The post-pandemic consumer has undergone a shift in habits that has actively fostered a heightened focus on wellness. In response, it has sparked the developing trend among a wider variety of brands related to wellness, healthcare, fitness, recreational sports, pets and children to take retail storefronts as they seek increased visibility and proximity to customers. Although some of these uses did not typically establish locations in street level storefront spaces, the interest to be more in the forefront is being driven by their increasing importance and higher level of priority among Americans. The rise in new tenant categories, which is “at least in some part due to the pandemic” couldn’t have come at a more opportune time since the pandemic’s retail shakeout left many landlords faced with a large number of vacant stores. Cited examples include the opening last year in New Jersey of a golf-simulator club that replaced a grocery store and an IV drip center that now operates in a strip mall alongside co-tenants Starbucks and Panda Express. The continued expansion of health and wellness sectors has sparked the “so-called medtail movement.” Chains such as IV infusion center operator Restore Hyper Wellness, Freeze & Float’s hot and cold therapy spas, and laser treatment provider Simplicity Laser are increasingly popping up in retail storefronts along with a wide array of services traditionally offered on hospital campuses such as the planned expansion to New Jersey by Tennessee-based national chain IVX Health, which operates medical infusion-and-injection-therapy sites.

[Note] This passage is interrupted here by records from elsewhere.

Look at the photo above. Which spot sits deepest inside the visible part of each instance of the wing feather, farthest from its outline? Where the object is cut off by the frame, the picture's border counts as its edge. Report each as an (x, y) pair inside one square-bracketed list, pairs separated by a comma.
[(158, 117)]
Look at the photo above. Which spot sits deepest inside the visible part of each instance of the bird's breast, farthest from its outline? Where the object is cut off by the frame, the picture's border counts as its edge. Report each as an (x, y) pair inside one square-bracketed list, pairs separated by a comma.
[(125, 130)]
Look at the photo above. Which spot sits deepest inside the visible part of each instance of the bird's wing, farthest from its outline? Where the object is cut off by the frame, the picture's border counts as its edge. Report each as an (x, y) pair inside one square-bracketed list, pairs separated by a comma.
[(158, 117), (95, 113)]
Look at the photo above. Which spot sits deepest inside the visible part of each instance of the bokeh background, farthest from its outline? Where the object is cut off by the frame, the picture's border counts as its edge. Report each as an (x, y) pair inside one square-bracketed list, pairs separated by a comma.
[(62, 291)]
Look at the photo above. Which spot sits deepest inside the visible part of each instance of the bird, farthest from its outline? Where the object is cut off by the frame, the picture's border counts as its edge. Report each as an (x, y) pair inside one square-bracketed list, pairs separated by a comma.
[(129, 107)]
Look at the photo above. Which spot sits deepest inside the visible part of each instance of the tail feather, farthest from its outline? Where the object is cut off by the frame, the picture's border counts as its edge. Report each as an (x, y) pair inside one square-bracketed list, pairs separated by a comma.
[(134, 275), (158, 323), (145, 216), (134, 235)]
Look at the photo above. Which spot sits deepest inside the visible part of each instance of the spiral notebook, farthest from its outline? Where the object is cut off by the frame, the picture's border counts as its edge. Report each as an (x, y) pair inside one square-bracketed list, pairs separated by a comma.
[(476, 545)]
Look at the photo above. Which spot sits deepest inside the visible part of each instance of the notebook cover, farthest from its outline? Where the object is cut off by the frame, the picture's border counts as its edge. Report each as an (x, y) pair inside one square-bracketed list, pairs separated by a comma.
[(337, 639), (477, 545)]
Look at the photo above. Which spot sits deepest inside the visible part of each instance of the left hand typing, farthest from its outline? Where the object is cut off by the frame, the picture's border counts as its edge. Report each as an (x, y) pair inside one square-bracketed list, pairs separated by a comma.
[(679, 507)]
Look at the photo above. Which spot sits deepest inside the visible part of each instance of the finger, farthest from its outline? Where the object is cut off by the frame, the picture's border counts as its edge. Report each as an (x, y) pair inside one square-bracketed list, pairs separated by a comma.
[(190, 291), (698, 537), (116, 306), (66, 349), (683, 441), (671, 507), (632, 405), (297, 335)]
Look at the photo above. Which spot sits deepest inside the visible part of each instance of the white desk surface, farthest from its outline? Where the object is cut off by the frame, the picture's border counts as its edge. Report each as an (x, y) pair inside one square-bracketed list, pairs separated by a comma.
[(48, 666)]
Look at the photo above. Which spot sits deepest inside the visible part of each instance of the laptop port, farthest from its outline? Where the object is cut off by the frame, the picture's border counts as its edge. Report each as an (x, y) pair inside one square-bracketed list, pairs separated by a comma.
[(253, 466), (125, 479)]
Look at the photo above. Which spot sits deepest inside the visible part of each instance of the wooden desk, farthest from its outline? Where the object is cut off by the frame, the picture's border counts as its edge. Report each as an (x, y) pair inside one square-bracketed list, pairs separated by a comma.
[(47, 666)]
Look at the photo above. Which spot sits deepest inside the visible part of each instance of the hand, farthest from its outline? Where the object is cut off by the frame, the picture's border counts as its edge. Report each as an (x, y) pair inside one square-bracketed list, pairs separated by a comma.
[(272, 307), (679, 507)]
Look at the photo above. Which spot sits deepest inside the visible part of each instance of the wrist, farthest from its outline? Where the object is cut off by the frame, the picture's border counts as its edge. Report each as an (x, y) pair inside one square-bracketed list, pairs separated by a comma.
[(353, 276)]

Further broadening retail options is a “proliferation of grocers targeting the ethnically diverse United States, some of which have grown beyond neighborhood mom-and-pop stores into chains with regional and national reach. “Last September, Korean grocer Jagalchi replaced a 75,000-square-foot J.C. Penney anchor space at Serramonte Center in Daly City, California, while some smaller independent and ethnic grocery operators have become attracted to the size and neighborhood locations of recently vacated Rite Aid stores. In addition, a new crop of digital native companies are opening brick-and-mortar locations such as discount furniture and homeware retailer Wayfair which will be debuting its third large-format, roughly 144,000-square-foot store in early 2027 at the Rich Hill shopping center in Yonkers. In response to the rise in tenant categories, Los Angeles-based retail landlord Macerich reportedly stated that while key legacy retailers will always be a part of the firm’s shopping centers, the company is also looking at digitally native, emerging, entertainment, and medical brands —making the choices among uses “unprecedented today.”